Zwartz

Randell Cottage Garden

Work has started on revitalising the Randell Cottage Garden.

The gardener at the historic Nairn Street Cottage, Hannah Zwartz, has been taken on as the Randell Cottage gardener as part of a project to revitalise the garden.

Hannah Zwartz
Hannah Zwartz in the Randell Cottage garden

Trustee and Friends of Randell Cottage Chair, Mary McCallum is leading the garden project which includes Hannah (above), her mother Norma McCallum – a keen gardener who has drawn up the garden design – members of the Friends of the Randell Cottage committee, and the Botanic Gardens.

The trees have been heavily pruned to let in more light (thanks to the skills of Brett at Classic Aboriculture) and a recent working bee left the garden looking much tidier and more spacious and healthy.

Mary McCallum says it was great to have Friends of the Randell Cottage, Maggie Rainey-Smith and Dame Fiona Kidman (also a Trustee), working on the garden along with her parents – Norma and Lindsay McCallum, visitor to the Open Day Julie Middleton, and gardener Hannah Zwartz.

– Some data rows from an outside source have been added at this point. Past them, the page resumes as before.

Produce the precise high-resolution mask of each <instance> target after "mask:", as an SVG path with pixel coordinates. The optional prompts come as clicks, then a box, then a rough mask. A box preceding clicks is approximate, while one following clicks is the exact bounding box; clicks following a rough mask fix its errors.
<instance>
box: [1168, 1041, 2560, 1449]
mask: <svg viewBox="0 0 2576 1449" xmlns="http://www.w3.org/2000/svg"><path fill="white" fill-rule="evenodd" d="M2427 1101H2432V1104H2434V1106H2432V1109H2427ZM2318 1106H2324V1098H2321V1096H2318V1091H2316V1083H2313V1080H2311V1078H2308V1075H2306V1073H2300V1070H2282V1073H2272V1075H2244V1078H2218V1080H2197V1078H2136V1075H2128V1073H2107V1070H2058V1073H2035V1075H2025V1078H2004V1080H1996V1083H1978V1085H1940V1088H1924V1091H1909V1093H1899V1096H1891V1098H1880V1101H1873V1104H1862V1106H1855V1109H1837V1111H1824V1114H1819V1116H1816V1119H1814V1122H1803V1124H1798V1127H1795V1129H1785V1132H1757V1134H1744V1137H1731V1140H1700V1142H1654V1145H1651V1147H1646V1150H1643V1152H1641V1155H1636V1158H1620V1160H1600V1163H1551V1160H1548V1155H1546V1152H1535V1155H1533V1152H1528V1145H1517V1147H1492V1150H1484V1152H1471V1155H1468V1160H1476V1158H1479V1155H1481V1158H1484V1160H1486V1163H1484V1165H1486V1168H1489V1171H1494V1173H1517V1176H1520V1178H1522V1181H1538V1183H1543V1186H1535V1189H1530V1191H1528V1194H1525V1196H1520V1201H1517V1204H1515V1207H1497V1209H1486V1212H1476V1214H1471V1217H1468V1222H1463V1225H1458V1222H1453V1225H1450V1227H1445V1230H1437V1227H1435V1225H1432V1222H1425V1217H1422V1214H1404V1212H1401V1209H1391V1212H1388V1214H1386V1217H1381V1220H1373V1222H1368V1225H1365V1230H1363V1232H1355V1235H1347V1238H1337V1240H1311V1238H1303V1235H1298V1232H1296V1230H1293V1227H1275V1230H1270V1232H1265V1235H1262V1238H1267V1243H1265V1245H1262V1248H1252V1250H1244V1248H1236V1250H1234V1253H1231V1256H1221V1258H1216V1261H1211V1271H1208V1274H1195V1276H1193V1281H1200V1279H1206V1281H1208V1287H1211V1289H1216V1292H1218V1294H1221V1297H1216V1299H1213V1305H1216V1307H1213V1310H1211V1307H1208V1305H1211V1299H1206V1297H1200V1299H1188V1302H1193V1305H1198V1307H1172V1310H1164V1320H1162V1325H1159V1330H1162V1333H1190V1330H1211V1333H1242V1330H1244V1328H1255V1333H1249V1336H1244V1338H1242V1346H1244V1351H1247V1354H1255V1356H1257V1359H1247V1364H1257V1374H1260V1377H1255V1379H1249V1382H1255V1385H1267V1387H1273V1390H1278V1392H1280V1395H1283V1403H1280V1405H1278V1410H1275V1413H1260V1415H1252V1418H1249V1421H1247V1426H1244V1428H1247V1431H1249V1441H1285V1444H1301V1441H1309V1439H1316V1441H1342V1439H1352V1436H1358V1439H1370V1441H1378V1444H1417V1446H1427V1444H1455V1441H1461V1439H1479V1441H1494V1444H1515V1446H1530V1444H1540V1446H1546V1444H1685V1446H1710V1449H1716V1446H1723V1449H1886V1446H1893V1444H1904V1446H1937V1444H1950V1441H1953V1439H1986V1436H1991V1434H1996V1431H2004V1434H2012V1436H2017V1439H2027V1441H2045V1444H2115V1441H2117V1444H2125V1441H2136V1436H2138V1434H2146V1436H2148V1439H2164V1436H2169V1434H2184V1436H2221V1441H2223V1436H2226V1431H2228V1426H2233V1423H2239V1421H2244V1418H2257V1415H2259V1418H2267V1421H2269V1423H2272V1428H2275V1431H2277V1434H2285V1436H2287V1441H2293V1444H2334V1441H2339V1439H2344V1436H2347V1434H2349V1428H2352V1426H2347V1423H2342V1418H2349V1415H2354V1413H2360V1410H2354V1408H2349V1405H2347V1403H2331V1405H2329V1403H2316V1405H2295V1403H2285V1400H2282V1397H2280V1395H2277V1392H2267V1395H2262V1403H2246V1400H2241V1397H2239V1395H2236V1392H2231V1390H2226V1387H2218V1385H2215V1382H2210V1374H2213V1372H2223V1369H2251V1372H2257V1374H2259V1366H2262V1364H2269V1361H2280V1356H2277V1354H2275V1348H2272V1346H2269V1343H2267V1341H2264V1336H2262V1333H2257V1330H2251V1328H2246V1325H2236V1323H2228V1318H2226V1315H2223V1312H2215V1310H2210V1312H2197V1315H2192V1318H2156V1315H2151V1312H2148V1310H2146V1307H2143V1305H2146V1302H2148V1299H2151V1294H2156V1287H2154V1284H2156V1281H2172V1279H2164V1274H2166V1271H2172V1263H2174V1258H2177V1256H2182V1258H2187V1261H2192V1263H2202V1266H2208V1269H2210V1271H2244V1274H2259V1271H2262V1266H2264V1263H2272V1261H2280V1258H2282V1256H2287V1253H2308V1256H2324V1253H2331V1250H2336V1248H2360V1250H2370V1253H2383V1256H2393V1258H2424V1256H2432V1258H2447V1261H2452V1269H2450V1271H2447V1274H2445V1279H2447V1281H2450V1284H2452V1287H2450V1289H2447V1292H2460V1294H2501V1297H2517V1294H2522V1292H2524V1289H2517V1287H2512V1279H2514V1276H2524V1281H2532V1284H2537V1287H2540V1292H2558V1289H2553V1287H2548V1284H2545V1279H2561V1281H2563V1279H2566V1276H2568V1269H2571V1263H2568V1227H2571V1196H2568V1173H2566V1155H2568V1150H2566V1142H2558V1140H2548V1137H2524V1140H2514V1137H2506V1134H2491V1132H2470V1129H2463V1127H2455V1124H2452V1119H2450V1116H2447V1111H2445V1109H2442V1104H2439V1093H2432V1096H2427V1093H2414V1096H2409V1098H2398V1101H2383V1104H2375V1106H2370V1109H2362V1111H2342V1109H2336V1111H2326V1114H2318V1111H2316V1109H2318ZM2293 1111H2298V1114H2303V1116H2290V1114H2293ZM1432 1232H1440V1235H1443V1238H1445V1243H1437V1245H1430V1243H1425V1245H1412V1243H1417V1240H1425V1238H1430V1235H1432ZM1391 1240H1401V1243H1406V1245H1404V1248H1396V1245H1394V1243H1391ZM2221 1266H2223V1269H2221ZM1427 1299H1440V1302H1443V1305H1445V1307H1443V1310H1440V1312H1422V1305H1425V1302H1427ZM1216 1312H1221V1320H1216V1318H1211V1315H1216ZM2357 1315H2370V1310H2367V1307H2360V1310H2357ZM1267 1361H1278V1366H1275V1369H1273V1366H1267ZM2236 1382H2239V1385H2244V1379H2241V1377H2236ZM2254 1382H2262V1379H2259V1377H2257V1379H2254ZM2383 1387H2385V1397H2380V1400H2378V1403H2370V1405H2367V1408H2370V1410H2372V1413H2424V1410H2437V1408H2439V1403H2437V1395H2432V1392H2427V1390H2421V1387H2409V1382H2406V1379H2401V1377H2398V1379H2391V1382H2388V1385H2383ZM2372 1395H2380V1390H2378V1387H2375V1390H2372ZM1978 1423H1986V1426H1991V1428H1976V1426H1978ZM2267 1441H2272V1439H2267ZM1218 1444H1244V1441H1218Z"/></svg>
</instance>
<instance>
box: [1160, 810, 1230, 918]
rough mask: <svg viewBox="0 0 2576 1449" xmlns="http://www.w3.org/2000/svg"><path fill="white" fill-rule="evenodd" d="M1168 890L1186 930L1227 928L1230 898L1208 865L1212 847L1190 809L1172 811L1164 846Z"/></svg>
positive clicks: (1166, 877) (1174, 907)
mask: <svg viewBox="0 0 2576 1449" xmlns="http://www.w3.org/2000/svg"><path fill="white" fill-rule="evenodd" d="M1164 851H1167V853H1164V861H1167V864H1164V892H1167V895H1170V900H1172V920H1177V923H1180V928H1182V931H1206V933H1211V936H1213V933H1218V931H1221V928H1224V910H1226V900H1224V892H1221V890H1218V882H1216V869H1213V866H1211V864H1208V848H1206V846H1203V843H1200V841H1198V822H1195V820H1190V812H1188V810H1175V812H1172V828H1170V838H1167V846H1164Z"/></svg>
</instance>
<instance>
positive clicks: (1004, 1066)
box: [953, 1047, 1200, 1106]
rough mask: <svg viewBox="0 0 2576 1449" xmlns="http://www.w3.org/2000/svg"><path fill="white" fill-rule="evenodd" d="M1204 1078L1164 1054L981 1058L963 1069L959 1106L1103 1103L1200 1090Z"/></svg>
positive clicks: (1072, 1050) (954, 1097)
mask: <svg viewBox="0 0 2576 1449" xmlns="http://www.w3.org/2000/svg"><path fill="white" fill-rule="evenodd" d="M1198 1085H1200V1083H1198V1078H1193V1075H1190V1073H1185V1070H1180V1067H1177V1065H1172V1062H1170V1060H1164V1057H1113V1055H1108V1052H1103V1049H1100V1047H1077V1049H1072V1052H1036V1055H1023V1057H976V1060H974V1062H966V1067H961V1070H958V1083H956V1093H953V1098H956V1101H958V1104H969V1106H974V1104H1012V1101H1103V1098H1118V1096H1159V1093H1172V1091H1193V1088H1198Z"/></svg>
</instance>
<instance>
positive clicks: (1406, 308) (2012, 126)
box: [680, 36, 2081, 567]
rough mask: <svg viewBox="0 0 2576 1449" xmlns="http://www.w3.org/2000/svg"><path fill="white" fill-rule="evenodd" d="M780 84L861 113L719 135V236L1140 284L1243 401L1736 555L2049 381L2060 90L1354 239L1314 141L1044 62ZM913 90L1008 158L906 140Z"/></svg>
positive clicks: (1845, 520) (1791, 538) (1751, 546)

Mary says the current writer Pat White (below) also got out and dug over the garden – ‘he’s as much a man of the land as a man of the pen, and we really appreciate his support for this project.’ She says the Trust is very pleased indeed to have Hannah as their new gardener. ‘She brings her expertise to the garden, and she is a lovely person to work with. After many years of just being weeded and mowed, we are sure the garden will blossom at her hands.’

Pat White
Pat White in the Randell Cottage garden

Mary’s also excited the Botanic Gardens has offered spare plants to the Randell Cottage Garden. ‘This is a lovely thing to see,’ she says, ‘because the Randells lived in the Botanic Gardens before they lived at St Mary Street and they would have brought some plants to the new garden with them. It feels the right place for the plants to come from.’

Mary expects there will be some plant-swapping between Nairn St and St Mary Street too as the two cottages have a lot in common.